Principle:Apache Dolphinscheduler Failover Process Initiation
| Knowledge Sources | |
|---|---|
| Domains | Distributed_Systems, Fault_Tolerance |
| Last Updated | 2026-02-10 00:00 GMT |
Overview
A coordinated failover initiation process that identifies affected workflows and tasks when a node fails, and creates recovery commands to resume execution on healthy nodes.
Description
The Failover Process Initiation principle defines how DolphinScheduler initiates recovery after a node failure. FailoverCoordinator responds to master and worker failure events: for master failures, it finds all workflow instances running on the crashed master and calls WorkflowFailover.failoverWorkflow() for each, which creates a Command with CommandType.RECOVER_TOLERANCE_FAULT_PROCESS in the command table.

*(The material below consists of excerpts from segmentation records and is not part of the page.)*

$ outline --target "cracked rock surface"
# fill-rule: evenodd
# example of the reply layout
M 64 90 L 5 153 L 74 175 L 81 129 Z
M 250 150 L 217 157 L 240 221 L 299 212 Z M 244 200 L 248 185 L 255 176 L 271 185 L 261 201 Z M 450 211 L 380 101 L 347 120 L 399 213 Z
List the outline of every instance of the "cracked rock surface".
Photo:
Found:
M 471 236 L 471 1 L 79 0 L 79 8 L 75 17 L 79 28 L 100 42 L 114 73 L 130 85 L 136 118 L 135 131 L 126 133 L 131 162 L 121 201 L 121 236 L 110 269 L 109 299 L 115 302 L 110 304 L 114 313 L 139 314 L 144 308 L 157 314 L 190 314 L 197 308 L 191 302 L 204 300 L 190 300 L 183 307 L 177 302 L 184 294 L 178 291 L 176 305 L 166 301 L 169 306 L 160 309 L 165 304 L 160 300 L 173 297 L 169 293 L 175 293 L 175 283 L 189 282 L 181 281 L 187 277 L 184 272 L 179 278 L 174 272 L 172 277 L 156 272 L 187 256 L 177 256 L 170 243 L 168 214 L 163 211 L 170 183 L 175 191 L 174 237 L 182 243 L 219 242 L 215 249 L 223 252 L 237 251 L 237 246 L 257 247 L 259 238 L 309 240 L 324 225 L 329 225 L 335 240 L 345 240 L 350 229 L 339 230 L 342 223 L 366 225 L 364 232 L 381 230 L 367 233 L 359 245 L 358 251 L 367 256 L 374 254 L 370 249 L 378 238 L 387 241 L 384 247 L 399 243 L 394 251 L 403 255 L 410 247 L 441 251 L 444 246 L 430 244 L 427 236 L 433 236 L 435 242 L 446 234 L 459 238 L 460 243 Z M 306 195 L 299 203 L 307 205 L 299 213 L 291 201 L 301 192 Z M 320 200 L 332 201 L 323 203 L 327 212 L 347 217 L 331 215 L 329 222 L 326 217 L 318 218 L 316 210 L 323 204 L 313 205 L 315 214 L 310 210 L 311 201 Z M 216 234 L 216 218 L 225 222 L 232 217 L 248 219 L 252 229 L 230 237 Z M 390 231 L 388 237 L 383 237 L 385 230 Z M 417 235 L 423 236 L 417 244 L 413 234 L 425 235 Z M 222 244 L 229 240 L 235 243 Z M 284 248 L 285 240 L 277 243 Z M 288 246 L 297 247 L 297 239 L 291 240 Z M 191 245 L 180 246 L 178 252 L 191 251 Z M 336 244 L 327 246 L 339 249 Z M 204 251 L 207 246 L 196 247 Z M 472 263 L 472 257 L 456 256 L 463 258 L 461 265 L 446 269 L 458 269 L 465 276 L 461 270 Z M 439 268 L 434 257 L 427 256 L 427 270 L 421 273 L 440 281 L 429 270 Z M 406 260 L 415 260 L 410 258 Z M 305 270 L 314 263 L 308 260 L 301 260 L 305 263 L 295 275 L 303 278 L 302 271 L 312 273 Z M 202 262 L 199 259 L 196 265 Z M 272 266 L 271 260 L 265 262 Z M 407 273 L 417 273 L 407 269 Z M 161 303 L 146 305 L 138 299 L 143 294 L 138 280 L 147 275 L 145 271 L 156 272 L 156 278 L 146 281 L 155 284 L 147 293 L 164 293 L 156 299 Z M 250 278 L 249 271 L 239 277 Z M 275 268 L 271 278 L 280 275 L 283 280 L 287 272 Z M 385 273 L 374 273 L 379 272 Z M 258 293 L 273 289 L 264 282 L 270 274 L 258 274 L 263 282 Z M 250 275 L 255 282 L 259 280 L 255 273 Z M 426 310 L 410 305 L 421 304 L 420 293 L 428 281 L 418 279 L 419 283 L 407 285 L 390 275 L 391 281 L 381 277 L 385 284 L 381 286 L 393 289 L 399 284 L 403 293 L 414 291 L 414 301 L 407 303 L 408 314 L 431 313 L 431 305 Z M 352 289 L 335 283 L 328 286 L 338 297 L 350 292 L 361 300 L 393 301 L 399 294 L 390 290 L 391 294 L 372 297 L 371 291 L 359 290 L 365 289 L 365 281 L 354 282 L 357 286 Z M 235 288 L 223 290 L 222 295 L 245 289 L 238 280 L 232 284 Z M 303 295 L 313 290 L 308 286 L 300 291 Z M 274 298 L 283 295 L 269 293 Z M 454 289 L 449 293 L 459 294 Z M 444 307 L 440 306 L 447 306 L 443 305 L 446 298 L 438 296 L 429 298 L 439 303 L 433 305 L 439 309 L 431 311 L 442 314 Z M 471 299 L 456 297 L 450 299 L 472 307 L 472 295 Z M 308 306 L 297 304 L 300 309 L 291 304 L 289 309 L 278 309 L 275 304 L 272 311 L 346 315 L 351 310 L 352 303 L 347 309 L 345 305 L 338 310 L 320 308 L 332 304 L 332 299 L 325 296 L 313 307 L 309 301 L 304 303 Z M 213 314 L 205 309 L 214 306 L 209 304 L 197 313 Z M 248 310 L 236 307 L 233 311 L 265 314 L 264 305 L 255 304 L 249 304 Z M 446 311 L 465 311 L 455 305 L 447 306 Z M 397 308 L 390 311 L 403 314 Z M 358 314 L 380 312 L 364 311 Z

For worker failures, it identifies tasks running on the crashed worker and delegates to TaskFailover. A registry-based failover marker prevents duplicate failover processing.
Usage
Failover is automatically triggered by cluster change listeners when a node failure is detected. No manual intervention is required for standard failover scenarios.
Theoretical Basis
The failover follows a Command-based Recovery Pattern:
- Detection: Cluster listener notifies FailoverCoordinator of node failure
- Identification: Query database for workflows/tasks on the failed node
- Command Creation: Insert recovery commands with WorkflowFailoverCommandParam
- Execution: CommandEngine picks up recovery commands and re-processes workflows
- Idempotency: Registry markers prevent duplicate failover
failoverMaster(event):
workflows = findWorkflowsOnMaster(event.masterAddress)
for workflow in workflows:
WorkflowFailover.failoverWorkflow(workflow)
// Creates RECOVER_TOLERANCE_FAULT_PROCESS command
failoverWorker(event):
tasks = findTasksOnWorker(event.workerAddress)
for task in tasks:
TaskFailover.failoverTask(task)
// Re-dispatches to healthy worker